Competitors: What are the strengths and weaknesses of our competitors? What are their recent and planned initiatives and how might they impact us?
Strategic Association Assessments collect information using a variety of methods including online surveys, focus groups, phone interviews, and environmental scanning. The only “rule of thumb” is that participants must be provided with confidentiality to assure that their responses are completely candid.
The findings are then analyzed and summarized for strategic planning purposes, for example, using a basic SWOT analysis (strengths, weaknesses, opportunities, and threats) to help determine the priorities to address first.
There are also several specific outcomes or metrics that we have found to be especially valuable to organizations during strategic planning sessions:
Membership Value Proposition (MVP): What differentiates you from the competition? What do your members perceive to be the tangible benefits of membership? Your aim is to be perceived as superior to other organizations targeting your potential membership base. You can’t do this effectively just by adding “nice to have” benefits- you need to understand the emerging or unmet needs of people in your industry or profession. You can use the results of data-gathering to update or clarify your value proposition and use it for marketing your “brand” to potential members.
Net Promoter Score (NPS): This metric originated in customer loyalty research (Harvard Business Review, 2003: “The One Number You Need to Grow”) but can be adapted to calculate the likelihood of members to recommend an association to colleagues. NPS is a measure of “commitment” which is a more important concept than mere “member satisfaction” in helping you to predict future levels of member engagement, support and retention.
Market Segmentation: Another concept borrowed from customer research, membership profiles can be useful to associations made up of distinct subgroups, each with different needs and preferences. Defining who your members are, why they joined, why they stay, and what they value will allow you to tailor your offerings.
Predicted Membership Retention: Corporations have long realized that the best way to predict future turnover is to simply ask employees (confidentially, of course) how long they intend to remain. Likewise, membership retention in your association should be directly addressed, although it takes courage to ask this sort of question.
D.G. McDermott Associates - Case Study
A New Jersey professional association was celebrating the successful result of their efforts to get their state legislature to pass a bill expanding the pharmacological agents that their members could prescribe to patients. At the same time, they were preparing to engage in strategic planning to determine their priorities for the next 3-5 years. The executive director contacted DGM LLC to conduct a confidential survey of its members to better understand their needs.
DGM interviewed the executive director and officers and, in addition, scanned the environment to identify emerging issues that are impacting the membership, such as mergers and consolidations in the profession, changing demographics of young professionals, and the impact of online networking opportunities on traditional approaches to networking.
Out of 650 surveys sent out, 231 (36%) were returned, which is high for this type of survey.
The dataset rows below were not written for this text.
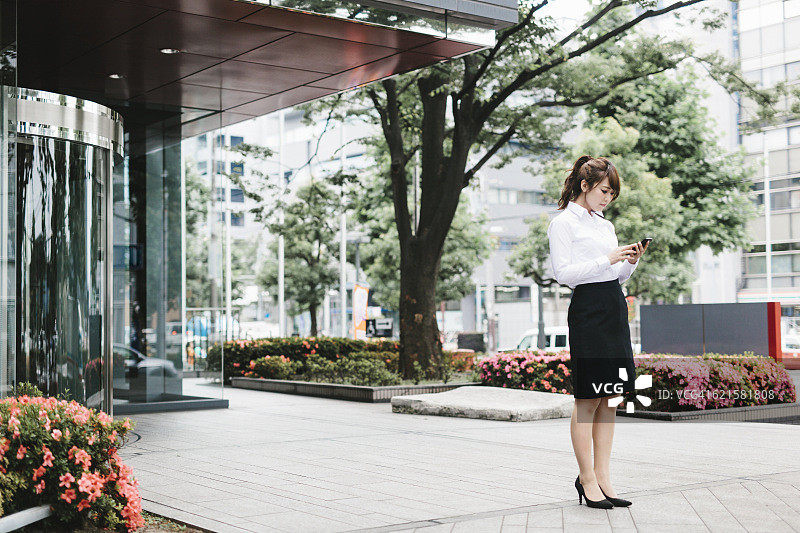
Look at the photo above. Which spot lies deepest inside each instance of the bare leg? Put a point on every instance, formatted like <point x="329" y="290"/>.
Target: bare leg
<point x="581" y="424"/>
<point x="603" y="437"/>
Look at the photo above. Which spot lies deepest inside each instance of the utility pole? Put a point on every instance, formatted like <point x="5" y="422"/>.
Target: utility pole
<point x="343" y="245"/>
<point x="281" y="264"/>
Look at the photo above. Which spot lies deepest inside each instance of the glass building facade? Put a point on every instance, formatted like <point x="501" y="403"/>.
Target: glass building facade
<point x="92" y="186"/>
<point x="769" y="51"/>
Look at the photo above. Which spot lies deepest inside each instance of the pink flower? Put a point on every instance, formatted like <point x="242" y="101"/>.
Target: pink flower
<point x="39" y="472"/>
<point x="48" y="457"/>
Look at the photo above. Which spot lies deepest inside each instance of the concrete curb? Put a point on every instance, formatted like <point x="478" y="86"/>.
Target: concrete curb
<point x="337" y="391"/>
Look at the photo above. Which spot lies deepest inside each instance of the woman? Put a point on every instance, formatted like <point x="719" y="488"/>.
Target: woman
<point x="586" y="256"/>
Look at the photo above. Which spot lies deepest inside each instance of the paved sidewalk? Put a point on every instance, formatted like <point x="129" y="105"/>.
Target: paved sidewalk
<point x="281" y="463"/>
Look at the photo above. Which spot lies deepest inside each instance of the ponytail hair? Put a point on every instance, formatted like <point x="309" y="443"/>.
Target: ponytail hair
<point x="593" y="170"/>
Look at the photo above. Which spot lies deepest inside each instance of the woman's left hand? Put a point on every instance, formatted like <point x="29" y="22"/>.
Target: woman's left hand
<point x="637" y="253"/>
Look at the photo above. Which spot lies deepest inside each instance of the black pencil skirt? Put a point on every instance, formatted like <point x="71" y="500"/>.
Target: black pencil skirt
<point x="599" y="341"/>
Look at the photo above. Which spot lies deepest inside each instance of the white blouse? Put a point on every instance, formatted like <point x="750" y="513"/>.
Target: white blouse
<point x="579" y="246"/>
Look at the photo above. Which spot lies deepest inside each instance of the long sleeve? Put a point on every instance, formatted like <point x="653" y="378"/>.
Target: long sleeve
<point x="566" y="272"/>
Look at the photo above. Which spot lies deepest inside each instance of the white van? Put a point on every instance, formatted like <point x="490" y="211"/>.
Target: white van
<point x="555" y="339"/>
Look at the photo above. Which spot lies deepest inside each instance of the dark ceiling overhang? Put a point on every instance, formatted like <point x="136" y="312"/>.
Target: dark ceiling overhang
<point x="237" y="59"/>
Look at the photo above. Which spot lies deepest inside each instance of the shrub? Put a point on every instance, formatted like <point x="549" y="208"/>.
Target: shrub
<point x="63" y="454"/>
<point x="539" y="371"/>
<point x="238" y="354"/>
<point x="272" y="367"/>
<point x="360" y="368"/>
<point x="713" y="381"/>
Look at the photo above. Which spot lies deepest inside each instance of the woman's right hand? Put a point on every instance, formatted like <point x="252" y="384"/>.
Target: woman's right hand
<point x="620" y="254"/>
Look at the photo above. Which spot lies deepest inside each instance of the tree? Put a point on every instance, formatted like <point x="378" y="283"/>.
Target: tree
<point x="243" y="254"/>
<point x="309" y="231"/>
<point x="676" y="140"/>
<point x="645" y="208"/>
<point x="461" y="114"/>
<point x="467" y="246"/>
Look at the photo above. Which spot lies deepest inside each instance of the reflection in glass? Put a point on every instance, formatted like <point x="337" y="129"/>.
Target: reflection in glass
<point x="60" y="282"/>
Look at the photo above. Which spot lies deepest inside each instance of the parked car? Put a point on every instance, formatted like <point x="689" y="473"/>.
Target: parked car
<point x="555" y="339"/>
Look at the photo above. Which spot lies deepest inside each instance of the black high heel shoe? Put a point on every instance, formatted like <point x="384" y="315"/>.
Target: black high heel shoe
<point x="616" y="502"/>
<point x="599" y="504"/>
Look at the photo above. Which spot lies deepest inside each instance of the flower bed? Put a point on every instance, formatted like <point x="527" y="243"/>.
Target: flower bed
<point x="240" y="354"/>
<point x="539" y="371"/>
<point x="680" y="383"/>
<point x="62" y="454"/>
<point x="326" y="360"/>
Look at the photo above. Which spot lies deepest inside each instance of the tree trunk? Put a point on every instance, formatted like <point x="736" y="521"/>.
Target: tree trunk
<point x="312" y="309"/>
<point x="419" y="332"/>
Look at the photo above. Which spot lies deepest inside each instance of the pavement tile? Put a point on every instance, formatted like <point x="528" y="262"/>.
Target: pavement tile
<point x="515" y="520"/>
<point x="483" y="525"/>
<point x="550" y="518"/>
<point x="311" y="465"/>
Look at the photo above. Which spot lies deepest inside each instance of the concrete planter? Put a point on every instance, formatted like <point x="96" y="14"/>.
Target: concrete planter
<point x="341" y="392"/>
<point x="752" y="413"/>
<point x="24" y="518"/>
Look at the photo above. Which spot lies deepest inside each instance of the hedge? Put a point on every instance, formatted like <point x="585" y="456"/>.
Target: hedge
<point x="680" y="383"/>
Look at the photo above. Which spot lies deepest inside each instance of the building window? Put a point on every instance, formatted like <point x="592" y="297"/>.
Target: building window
<point x="507" y="243"/>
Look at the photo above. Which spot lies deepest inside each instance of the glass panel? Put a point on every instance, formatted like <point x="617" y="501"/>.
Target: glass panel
<point x="793" y="70"/>
<point x="780" y="200"/>
<point x="776" y="139"/>
<point x="792" y="31"/>
<point x="794" y="160"/>
<point x="791" y="8"/>
<point x="60" y="282"/>
<point x="8" y="187"/>
<point x="781" y="264"/>
<point x="773" y="75"/>
<point x="778" y="163"/>
<point x="772" y="39"/>
<point x="749" y="19"/>
<point x="756" y="265"/>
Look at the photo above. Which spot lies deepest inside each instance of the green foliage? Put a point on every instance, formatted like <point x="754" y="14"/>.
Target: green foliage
<point x="243" y="253"/>
<point x="676" y="141"/>
<point x="310" y="250"/>
<point x="460" y="115"/>
<point x="715" y="381"/>
<point x="238" y="354"/>
<point x="63" y="454"/>
<point x="271" y="367"/>
<point x="26" y="389"/>
<point x="359" y="368"/>
<point x="646" y="207"/>
<point x="466" y="247"/>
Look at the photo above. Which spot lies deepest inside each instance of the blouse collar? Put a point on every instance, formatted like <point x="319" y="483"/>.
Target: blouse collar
<point x="581" y="211"/>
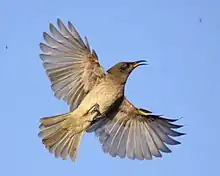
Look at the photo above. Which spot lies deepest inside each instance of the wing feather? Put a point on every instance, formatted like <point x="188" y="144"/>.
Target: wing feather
<point x="71" y="66"/>
<point x="136" y="133"/>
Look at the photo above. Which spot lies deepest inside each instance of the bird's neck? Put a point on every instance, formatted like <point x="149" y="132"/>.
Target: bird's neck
<point x="117" y="79"/>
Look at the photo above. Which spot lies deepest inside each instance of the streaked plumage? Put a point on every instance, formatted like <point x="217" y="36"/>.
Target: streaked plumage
<point x="97" y="103"/>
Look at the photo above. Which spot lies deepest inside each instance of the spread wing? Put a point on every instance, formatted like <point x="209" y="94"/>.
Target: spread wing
<point x="71" y="66"/>
<point x="136" y="133"/>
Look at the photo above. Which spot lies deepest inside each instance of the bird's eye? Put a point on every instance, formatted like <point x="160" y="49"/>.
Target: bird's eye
<point x="124" y="66"/>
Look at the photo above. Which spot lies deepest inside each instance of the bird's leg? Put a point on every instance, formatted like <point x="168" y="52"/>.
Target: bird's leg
<point x="94" y="112"/>
<point x="94" y="109"/>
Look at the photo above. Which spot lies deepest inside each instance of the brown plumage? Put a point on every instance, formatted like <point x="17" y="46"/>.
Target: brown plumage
<point x="97" y="103"/>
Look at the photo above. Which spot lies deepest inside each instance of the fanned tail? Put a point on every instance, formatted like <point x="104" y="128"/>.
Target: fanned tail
<point x="59" y="136"/>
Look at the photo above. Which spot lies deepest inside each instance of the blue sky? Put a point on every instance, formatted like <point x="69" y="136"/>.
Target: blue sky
<point x="182" y="80"/>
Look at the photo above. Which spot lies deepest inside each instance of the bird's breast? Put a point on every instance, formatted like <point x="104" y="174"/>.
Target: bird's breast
<point x="104" y="94"/>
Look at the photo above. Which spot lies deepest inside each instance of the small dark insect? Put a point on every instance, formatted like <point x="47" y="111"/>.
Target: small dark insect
<point x="200" y="19"/>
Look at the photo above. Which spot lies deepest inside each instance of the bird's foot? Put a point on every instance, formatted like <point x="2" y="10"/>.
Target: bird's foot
<point x="94" y="109"/>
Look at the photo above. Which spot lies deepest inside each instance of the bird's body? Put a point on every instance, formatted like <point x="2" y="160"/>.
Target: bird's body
<point x="97" y="103"/>
<point x="106" y="93"/>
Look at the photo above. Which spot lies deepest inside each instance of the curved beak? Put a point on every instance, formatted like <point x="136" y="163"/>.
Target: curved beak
<point x="139" y="63"/>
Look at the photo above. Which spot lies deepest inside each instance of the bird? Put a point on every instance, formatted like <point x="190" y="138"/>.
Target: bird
<point x="97" y="103"/>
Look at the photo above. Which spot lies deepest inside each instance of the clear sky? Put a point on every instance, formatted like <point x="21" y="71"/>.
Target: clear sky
<point x="182" y="80"/>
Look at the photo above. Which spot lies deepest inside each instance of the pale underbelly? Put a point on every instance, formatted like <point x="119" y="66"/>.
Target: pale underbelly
<point x="104" y="96"/>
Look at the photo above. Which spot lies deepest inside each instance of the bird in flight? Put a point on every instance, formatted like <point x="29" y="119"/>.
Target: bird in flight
<point x="97" y="103"/>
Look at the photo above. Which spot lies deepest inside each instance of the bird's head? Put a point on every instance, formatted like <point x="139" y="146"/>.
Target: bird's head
<point x="122" y="70"/>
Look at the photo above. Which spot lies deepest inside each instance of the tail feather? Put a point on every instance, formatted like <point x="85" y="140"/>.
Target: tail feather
<point x="60" y="136"/>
The results were presented to the board in a session facilitated by D.G. McDermott.
The findings provided the Board with insights and a renewed sense of direction, an updated value proposition, and more clarity around the role of the Board. Several of our suggestions were implemented, resulting in increased membership participation and improved marketing strategies. The most useful findings were those concerned with issues facing members today as well as the long-term trends (both positive and negative) affecting their profession. These broad themes were complemented with more specific data on the most critical issues that members wanted the association to address in the near future.
D.G. McDermott Associates has completed numerous other strategic surveys for diverse organizations including private and public corporations, not-for-profits, major consulting firms and educational institutions.